Мой отец был очень несчастен. Я не мог понять почему после того, как я сказал, что принял решение, он приехал в Нью-Йорк, чтобы заехать за Томом, согласившимся провести Рождество с ним, и привез с собой несколько больших коробок с подарками для меня. Я был смущен подарками, но, когда он также попросил меня передумать, мне показалось, что он использовал подарки в качестве приманки - я был задет и взбешен. Я чувствовал, что несправедливость, отсутствие "справедливости" во взрослом мире, была воплощена в этом поступке. Разозлившись, я сказал ему в слезах, что меня нельзя купить, и что я буду всегда ненавидеть его за то, что он мне сделал.
Ради памяти о моем отце, я хотел бы отступить достаточно далеко и сказать, что полностью сознаю его добрые намерения и отдаю должное ужасному эмоциональному шоку, который он получил от меня тогда. Что было печально, и возможно даже надрывало его сердце, это то, что он не имел представления о том, что происходило в действительности. В его мире дети не отвергали своих родителей.
Зима наконец кончилась, хотя я еще думал о ней, как о нескончаемой. Но она кончилась, и с весной мое страстное стремление в Приэре усилилось. Я не верил, что действительно доберусь туда, пока мы действительно не оказались на корабле, направлявшемся во Францию. Я не мог остановить мечтания, веру и надежду до тех пор, пока еще раз не прошел через Ворота Приэре.
Когда я увидел его снова, Гурджиев положил руку на мою голову, и я взглянул на его свирепые усы, широкую открытую улыбку и блестящий лысый череп. Подобно большому, теплому животному, он притянул меня к себе, прижав меня нежно своей рукой, и сказал: "Итак... вы вернулись?" Это было сказано, как вопрос, - что-то немного большее, чем констатация факта. Все, что я смог сделать, это кивнуть головой и сдержать свое рвущееся счастье.
6.
Второе лето, лето 1925 года, было возвращением домой. Я нашел, как и мечтал, что ничего существенно не изменилось. Там были некоторые люди, отсутствовавшие предыдущим летом, и некоторые новые люди, но приезд и отъезд каждого не имел большого значения. За исключением покоса газонов, которые стали задачей другого человека, я вернулся к обычной упорядоченной домашней работе, наряду со всеми.

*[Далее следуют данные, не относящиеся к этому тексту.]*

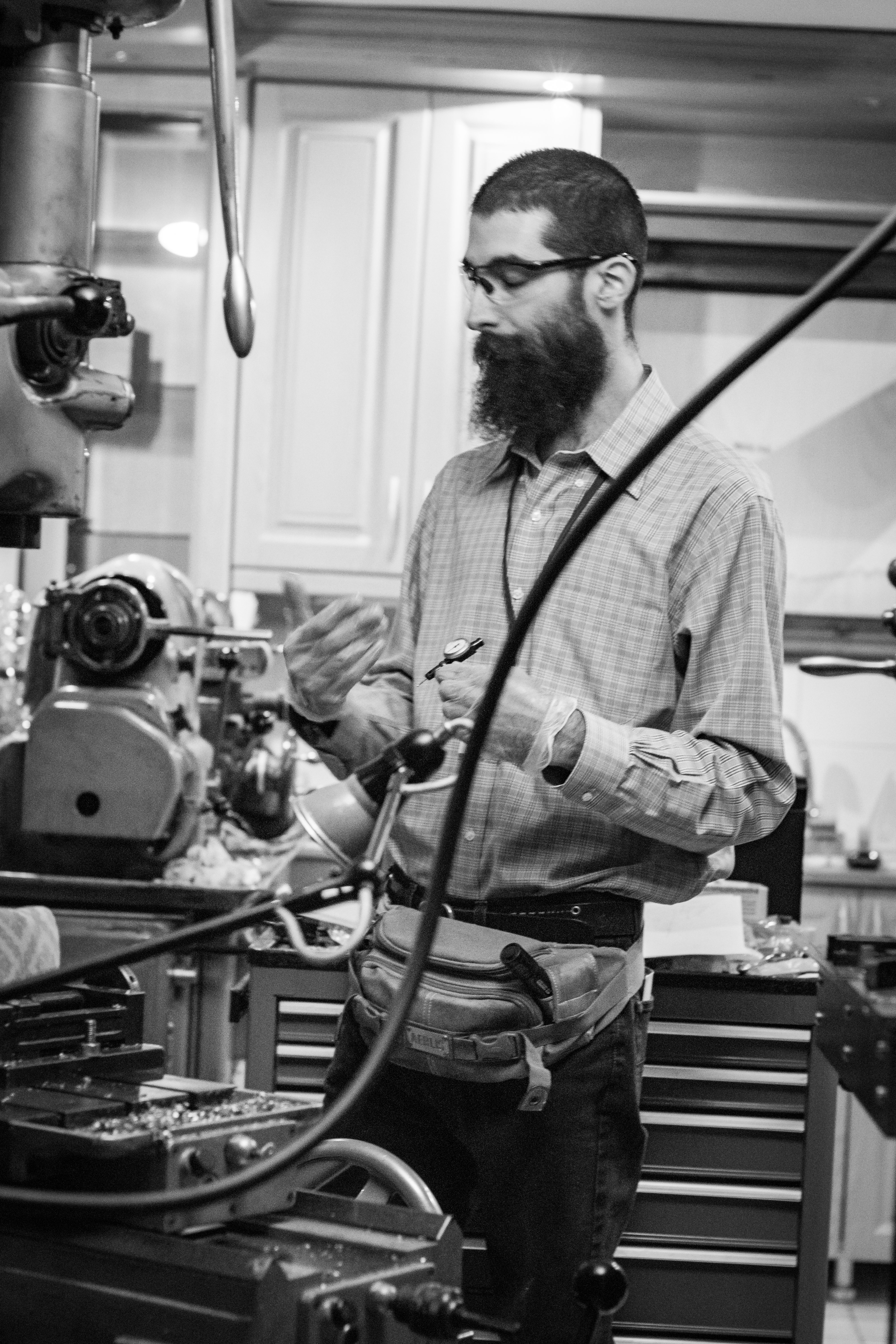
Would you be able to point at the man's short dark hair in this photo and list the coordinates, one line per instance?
(596, 209)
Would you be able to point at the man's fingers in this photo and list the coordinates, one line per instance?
(318, 646)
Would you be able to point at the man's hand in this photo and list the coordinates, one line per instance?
(519, 714)
(330, 654)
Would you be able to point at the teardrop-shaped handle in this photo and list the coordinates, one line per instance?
(240, 306)
(846, 667)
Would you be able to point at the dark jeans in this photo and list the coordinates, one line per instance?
(547, 1190)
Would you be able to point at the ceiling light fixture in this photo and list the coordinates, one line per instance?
(183, 239)
(558, 84)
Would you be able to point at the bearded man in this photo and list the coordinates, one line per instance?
(636, 741)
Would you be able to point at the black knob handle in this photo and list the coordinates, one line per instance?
(601, 1288)
(343, 1315)
(92, 308)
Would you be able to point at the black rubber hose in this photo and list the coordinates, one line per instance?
(377, 1060)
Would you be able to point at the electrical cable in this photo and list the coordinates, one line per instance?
(13, 1197)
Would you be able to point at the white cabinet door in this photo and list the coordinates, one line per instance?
(471, 142)
(335, 236)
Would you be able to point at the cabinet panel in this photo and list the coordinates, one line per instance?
(335, 235)
(471, 142)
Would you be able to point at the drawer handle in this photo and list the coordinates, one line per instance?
(686, 1256)
(306, 1052)
(727, 1076)
(710, 1190)
(727, 1032)
(756, 1124)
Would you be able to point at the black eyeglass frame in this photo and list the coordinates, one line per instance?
(476, 275)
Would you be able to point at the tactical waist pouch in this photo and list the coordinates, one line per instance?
(473, 1018)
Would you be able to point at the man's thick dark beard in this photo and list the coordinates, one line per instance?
(534, 389)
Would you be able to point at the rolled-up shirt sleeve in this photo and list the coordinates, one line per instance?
(717, 775)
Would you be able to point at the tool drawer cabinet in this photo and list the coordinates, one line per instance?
(729, 1240)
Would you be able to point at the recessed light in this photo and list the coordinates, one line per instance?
(558, 84)
(183, 239)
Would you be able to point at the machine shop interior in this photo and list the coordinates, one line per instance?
(234, 362)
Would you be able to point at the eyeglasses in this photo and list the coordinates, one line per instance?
(503, 278)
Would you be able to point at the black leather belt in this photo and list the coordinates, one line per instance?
(588, 916)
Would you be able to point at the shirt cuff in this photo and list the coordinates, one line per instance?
(604, 761)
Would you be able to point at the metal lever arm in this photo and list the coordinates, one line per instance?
(847, 667)
(17, 308)
(240, 304)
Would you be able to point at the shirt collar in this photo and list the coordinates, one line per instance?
(643, 416)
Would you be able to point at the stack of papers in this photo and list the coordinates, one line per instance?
(710, 925)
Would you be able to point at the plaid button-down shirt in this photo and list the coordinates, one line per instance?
(667, 630)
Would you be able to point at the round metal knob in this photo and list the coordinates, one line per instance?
(240, 1151)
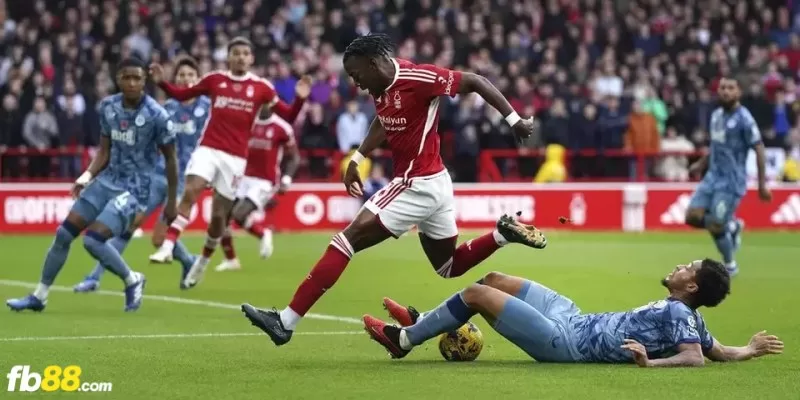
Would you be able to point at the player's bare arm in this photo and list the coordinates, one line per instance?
(763, 191)
(689, 355)
(95, 167)
(352, 180)
(171, 167)
(760, 344)
(472, 83)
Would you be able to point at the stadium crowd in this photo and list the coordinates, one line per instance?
(623, 75)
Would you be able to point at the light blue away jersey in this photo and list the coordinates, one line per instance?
(136, 135)
(733, 134)
(660, 326)
(188, 121)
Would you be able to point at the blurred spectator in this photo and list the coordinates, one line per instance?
(675, 168)
(39, 131)
(351, 127)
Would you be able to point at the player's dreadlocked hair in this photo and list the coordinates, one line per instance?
(370, 45)
(713, 283)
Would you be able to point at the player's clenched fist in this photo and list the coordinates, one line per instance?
(352, 180)
(156, 72)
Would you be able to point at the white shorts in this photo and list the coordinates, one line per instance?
(223, 171)
(426, 202)
(257, 190)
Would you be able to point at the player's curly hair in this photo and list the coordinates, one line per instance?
(370, 45)
(713, 283)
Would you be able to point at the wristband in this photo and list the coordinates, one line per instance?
(84, 178)
(513, 118)
(357, 157)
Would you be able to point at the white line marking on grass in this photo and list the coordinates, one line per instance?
(179, 300)
(164, 336)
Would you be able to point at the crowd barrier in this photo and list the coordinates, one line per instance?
(40, 207)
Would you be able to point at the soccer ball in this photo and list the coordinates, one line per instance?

Институт, в отличие от обычного интерната, например, незамедлительно давал ребенку безопасность в чувстве принадлежности. Может быть верно, что работа с другими людьми в процессе поддержания школьной собственности - к которой все наши дела так или иначе сводились - имела высшую цель. На моем уровне, это позволяло мне чувствовать, что, каким бы незначительным человеком я бы ни был, я являлся одним из маленьких существенных звеньев, сохранявших школу в движении. Это придавало каждому из нас чувство значимости, ценности; мне трудно теперь представить себе что-нибудь еще, что было бы более ободряющим для личности ребенка. Все мы чувствовали, что имели свое место в мире - мы нуждались в уверенности, что выполняем функции, которые важно выполнять. Мы не делали ничего, кроме обучения для нашей собственной пользы. Мы делали то, что было нужно для общего блага.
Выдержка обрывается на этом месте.